As William led him around the gravel path which snaked neatly between lawn and flower beds, his father continued to recite Burns in exaggerated Scots.
‘Fare thee weel my only love!’
William slowed his pace and tilted his head, listening for the next line though he knew it anyway.
‘And fare thee weel a while!’ his father obliged. ‘And I will come again my love –’
‘Though it were ten thousand mile,’ William interrupted quietly.
They had circumnavigated the garden and were back at his father’s chair but he refused to sit. He stood instead with his hands clasped in front of his chest, taking elaborate snorts of the sweet summer day.
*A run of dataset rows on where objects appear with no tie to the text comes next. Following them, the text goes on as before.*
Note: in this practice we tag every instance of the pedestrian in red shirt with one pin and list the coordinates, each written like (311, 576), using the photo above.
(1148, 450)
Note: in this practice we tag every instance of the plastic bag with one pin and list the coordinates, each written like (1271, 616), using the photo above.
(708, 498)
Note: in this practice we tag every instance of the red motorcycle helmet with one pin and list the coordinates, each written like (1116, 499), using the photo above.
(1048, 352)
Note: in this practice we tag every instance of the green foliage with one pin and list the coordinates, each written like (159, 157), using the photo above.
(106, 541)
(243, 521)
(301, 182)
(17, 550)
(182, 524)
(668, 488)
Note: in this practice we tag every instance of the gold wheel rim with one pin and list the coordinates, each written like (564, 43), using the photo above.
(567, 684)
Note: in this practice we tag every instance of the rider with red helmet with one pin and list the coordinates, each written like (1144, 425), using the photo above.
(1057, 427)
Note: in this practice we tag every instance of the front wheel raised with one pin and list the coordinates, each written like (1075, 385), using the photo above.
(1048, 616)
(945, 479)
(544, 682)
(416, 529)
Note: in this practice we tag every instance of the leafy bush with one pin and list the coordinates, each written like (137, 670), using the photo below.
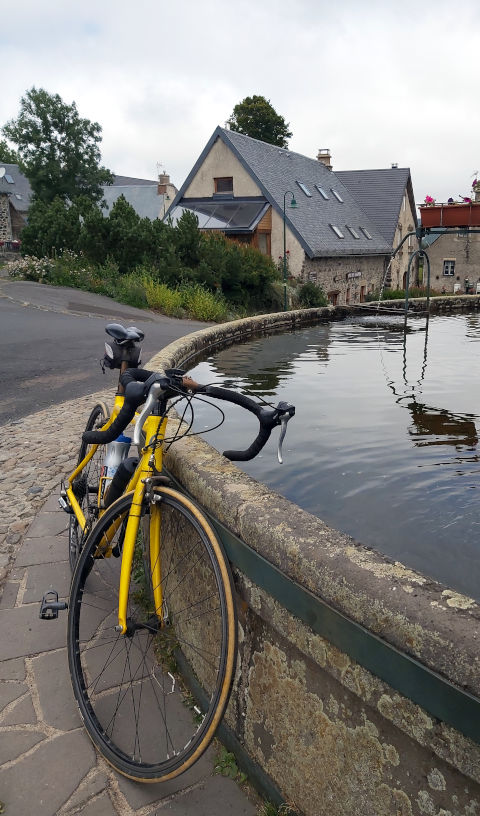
(202, 304)
(162, 298)
(31, 268)
(310, 296)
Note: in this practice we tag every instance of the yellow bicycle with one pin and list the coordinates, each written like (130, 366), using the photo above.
(152, 622)
(84, 495)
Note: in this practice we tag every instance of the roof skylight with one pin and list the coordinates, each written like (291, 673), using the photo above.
(304, 188)
(322, 192)
(366, 233)
(338, 232)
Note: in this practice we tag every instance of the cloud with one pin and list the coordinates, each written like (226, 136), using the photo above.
(375, 82)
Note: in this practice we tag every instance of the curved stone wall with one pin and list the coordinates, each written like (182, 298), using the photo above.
(358, 683)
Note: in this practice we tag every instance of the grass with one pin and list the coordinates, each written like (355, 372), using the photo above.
(226, 765)
(139, 288)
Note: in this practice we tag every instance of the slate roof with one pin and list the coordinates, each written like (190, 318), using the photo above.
(276, 171)
(121, 181)
(143, 198)
(142, 194)
(380, 195)
(20, 191)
‘Ah Scotland!’ he cried, quite taking William aback.
‘Wales,’ William chided gently, taking a swift look about him to see if anyone had heard.
‘Jostling in Scotland!’ said his father, digging him in the ribs and winking slowly.
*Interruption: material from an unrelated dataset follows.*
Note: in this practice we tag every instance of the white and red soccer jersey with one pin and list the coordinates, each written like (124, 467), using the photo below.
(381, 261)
‘You poor old sod,’ said William quietly, knowing that his words did not register. ‘You sad old thing. Lost it.’
His father winked back but allowed himself to be eased down into his chair.
William looked along the decrepit queue, some were nodding to themselves while others nodded quite involuntarily. Occasionally, someone laughed out loud but William doubted whether they knew at what they laughed. He observed the small pile of books and knick-knacks by each chair. He thought it most unlikely that his father read, let alone had any interest in The All-Colour Book of Bicycles, which lay underneath a mug by Mac. Or that he had much use for a road atlas of Great Britain which, on closer inspection, had pages missing anyway. William picked the mug up and placed it in his father’s hands. His father sipped and sipped though it was quite empty while William flicked through the book on bicycles. It was badly bound and the resolution on the illustrations was appalling; overlapping purple outlines and green shadows, the type fuzzed in places. The front cover had almost come away but the back cover held on fast. Drawn on to the inside of it, over and over again, was a pattern William was sure he knew but could not quite place.
Curvilinear. Serpentine. Swirling arabesques.
He forced the page in front of his father who was reciting Burns again. William held the book steady until his fa
ther’s eyes alighted on it. Something behind his eyes flickered sharply and then died, a light which came on and was then extinguished. His expression changed and became stony and troubled. His head stayed very still.
‘Jer je je,’ he dribbled, wrenching his eyes away from the book and into the midst of nowhere.
‘I can’t believe you’ve bought a car!’ hollered Mac. ‘A motor! Preposterous! You’d better take me for a spin this instant! Interesting shade of? Of?’
‘Champagne,’ clarified William, patting the bonnet of the little Renault, ‘it was all the rage a few years ago.’
They drove to St Just and had toasted teacakes alongside scone-wolfing tourists before journeying on to a small beach known only to natives.
‘How was Dad?’ Mac asked, skimming his pebble two leaps further than William.
‘Do-lally,’ William replied, hurling a stone as far as he could. It went far enough for them not to hear it splash. They strolled by the water’s edge.
‘He called me Michael and suggested we went courting.’
The real Michael laughed but did not tell William why. For his part, William did not elaborate. And Mac did not ask him to.
‘Then he started reciting Burns in a phoney Scottish accent.’
Mac continued to chuckle and asked which poem.
‘Guess,’ said William. Mac was right first time.